X(6), X(13), X(14), X(1379), X(1380), X(39641), X(39642) isogonal conjugate of X(10221) infinite points of K102 Ω1, Ω2 : Brocard points A2, B2, C2 : vertices of the second Brocard triangle A', B', C' : vertices of the cevian triangle of X(6) other points below 

Q157 is an example of curve that passes through the RescassolSkoubidou points mentioned in page K003. The isogonal transform of Q157 is the circular quartic Q158. Q157 is a circular quintic with three real asymptotes parallel to those of the Grebe cubic K102 and two imaginary asymptotes passing through X(182), the center of the Brocard circle. A, B, C are three nodes on the curve with nodal tangents the bisectors of ABC. It follows that Q157 meets these six bisectors at six pairs of points, each pair on one bisector. These 12 points form 3 groups of 4 points and 4 points lie on a rectangular circumhyperbola whose center is a midpoint of ABC. These hyperbolas are the isogonal transforms of the perpendicular bisectors of ABC. Q157 meets the Brocard axis at X(6), X(1379), X(1380) and the imaginary foci X(39641), X(39642) of the Brocard ellipse.
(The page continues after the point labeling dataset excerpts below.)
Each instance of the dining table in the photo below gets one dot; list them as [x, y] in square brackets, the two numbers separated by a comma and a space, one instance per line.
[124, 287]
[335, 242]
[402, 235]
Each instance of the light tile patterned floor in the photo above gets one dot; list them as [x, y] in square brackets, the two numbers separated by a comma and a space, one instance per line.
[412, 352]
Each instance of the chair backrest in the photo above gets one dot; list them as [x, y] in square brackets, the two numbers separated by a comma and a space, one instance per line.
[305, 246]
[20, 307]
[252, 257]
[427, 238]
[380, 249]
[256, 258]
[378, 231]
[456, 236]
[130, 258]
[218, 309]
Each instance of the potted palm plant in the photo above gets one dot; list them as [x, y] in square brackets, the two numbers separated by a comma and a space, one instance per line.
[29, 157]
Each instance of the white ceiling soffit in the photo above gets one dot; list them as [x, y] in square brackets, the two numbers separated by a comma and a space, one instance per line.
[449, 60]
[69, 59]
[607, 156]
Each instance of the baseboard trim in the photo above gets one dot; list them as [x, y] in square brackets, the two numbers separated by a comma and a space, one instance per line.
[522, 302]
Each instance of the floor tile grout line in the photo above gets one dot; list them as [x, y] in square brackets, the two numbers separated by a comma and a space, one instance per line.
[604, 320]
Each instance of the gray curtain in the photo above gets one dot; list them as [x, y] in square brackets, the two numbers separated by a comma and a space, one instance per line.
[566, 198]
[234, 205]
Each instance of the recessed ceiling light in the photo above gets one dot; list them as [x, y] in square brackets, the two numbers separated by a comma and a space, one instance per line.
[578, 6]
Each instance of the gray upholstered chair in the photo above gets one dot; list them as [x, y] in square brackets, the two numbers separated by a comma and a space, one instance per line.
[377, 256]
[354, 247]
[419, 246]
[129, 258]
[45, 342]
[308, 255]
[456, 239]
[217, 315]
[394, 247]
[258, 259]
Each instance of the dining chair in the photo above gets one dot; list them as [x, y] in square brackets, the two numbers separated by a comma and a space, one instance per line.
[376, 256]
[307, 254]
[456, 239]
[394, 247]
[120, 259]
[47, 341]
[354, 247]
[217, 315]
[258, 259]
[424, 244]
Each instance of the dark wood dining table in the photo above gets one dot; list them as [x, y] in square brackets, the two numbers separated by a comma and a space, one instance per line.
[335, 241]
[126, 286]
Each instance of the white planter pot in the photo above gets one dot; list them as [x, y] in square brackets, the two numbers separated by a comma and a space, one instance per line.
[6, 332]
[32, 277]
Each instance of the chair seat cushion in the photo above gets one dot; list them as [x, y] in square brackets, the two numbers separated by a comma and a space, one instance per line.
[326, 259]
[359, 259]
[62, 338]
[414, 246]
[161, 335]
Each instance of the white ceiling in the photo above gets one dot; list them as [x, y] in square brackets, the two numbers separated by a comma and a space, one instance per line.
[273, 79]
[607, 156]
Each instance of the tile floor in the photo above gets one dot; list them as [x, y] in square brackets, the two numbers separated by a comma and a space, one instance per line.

These latter points lie on the Kiepert hyperbola and on K003. Q157 meets the focal axis X(39)X(512) of the Brocard ellipse at the Brocard points Ω1, Ω2 and three (not always all real) other points which lie on the three cubics pK(X9468, X6), pK(X14251, X694), pK(X694^2, X694^2 ÷ X6). These cubics are in a same pencil which contains the union of the focal axis and the circumconic passing through G and K. Q157 meets the Fermat axis at X(6), X(13), X(14) and two other points on the circumconic with perspector X(50), passing through X(54), X(110). This is the isogonal transform of the perpendicular bisector of OH. *** A related cubic The locus of P whose polar conic in Q157 is a rectangular hyperbola (i.e. the Laplacian of Q157) is a circumcubic (K) with three asymptotes concuring at X(40108), the complement of X(7697). These asymptotes are parallel to those of pK(X6, X576). This cubic (K) meets (O) at the same points as pK(X6, X40107), where X(40107) is the complement of X(576). Recall that the polar conics of A, B, C are decomposed into the pairs of bisectors of ABC.